One more thing. An important practical consideration for the Scots was that they were conscious that the existence of their army was a key reason why, at this moment in time, they had so much leverage and influence, with their King, and with the English parliament. They wanted to keep it; and despite the effectiveness of the Covenanter regime at raising finance, it was a delight to have said army paid for by someone else, namely the king. And Charles looked at the Scottish army, and dribbled slightly when he did – what a superb tool it was that had brought him so low. But now he’d tried to mend his Scottish fences, wouldn’t it be lovely if he could have the Covenanters send an army to Ireland, to repress this new rebellion. And he would be prepared to pay for that army too – if he could persuade the English parliament to pony up of course. So, we’ve got Covenanters worried about the Irish rebellion, worried about what the McDonnels might do against them on the king’s behalf; but at the same time, sharing the king’s interest in suppressing the Catholic rebellion because of their plantation brethren. Golly, Miss Molly. Confused, you soon will be, because then there’s the English parliament – what about them I hear you ask?
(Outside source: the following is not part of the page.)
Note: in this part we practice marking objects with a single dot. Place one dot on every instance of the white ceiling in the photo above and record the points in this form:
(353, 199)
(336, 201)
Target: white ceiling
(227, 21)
Well, the English parliamentarians were also keen to see a largely Catholic revolt supressed, but very unkeen to see the king with whom they had, of course, a massive barney to be in control of a sharp knife in the form of a well trained, paid and equipped. So – more difficult decisions.

But to boil it down – with qualifications everyone was keen to have the Scots put an army into the field in Ireland. One of those parties it has to be said, without wanting to indulge in plot spoilers, would live to deeply regret his enthusiasm for the idea. Just to maintain the secrecy, I’ll only give you a clue as to his identity. His name begins in C and ends in S, and there’s an h, a r l and e in between. Nudge nudge and, if you will, wink wink, so no more, say no more. This is because one day said secret person would find himself trying to persuade the Catholic Irish to send him an army to help with a little local difficulty in England – and one of the reasons that would be a problem for his future Irish allies would  be a fear of the Scottish army in Ireland.

How are we all coping then? It’s mind bending is it not? It’s not difficult to feel a little sympathy for Charles in his decision making – it was not a simple tab A into slot B thing.

Still, it took quite a while for the details of the arrangements about the sending of said Scottish army to Ireland to be worked out; not until July 1642 was a treaty finally signed; the Scots agreed to pay for recruiting and transporting the army, while the English were to pay the rest.

The army from Scotland was to be commanded in principle by Leven; but in practice it was the Major General, Robert Munro who ran things, Leven went for just a few months. Munro arrived with an advance army of 2,500 in April 1642, and the balance arrived later in August, to bring his army to a total of 11,000. There was much anger at the time it took for the English to produce the cash – but the Scottish Privy Council agreed that the need was so urgent that they would shoulder the cost in the meantime.

Munro was well known to Leven – they had fought together on the continent in the 30 years war, both were experienced veterans. And it would be easy to say that they brought the brutality of that war to Ireland, where the conflict throughout this sorry history would prove much more like the experience of the Thirty Years war than the Civil wars would be in Scotland or England, with the added ethnic element, but in fact that’s not really the truth of it, as I’ll explain. Munro’s army found that their opponent in Phelim O’Neill avoided direct conflict. So Munro initially fought a scorched earth policy, destroying villages and farms, marching largely unopposed across Ulster and North Leinster. On his watch, other atrocities took place; on the horribly unlucky Rathlin Island, scene of an English atrocity decades earlier a Campbell commander Duncan Campbell of Auchinbreck terrorised the local population, who were of course McDonnells. As with so many of these the numbers are heavily disputed, and the numbers who died vary on a very wide range between 100 and 3,000. So the impression was indeed in England and Scotland that the war on the continent they’d heard reports of had come to Ireland. But in fact after these initial atrocities, Munro began to establish more control over their armies, the engagements became more dominated by military discipline. Wand when a new Irish rebel commander took over the same happened on the other side. That meant violence and outrage still happened; but it was no longer the unbridled savagery of the first few months.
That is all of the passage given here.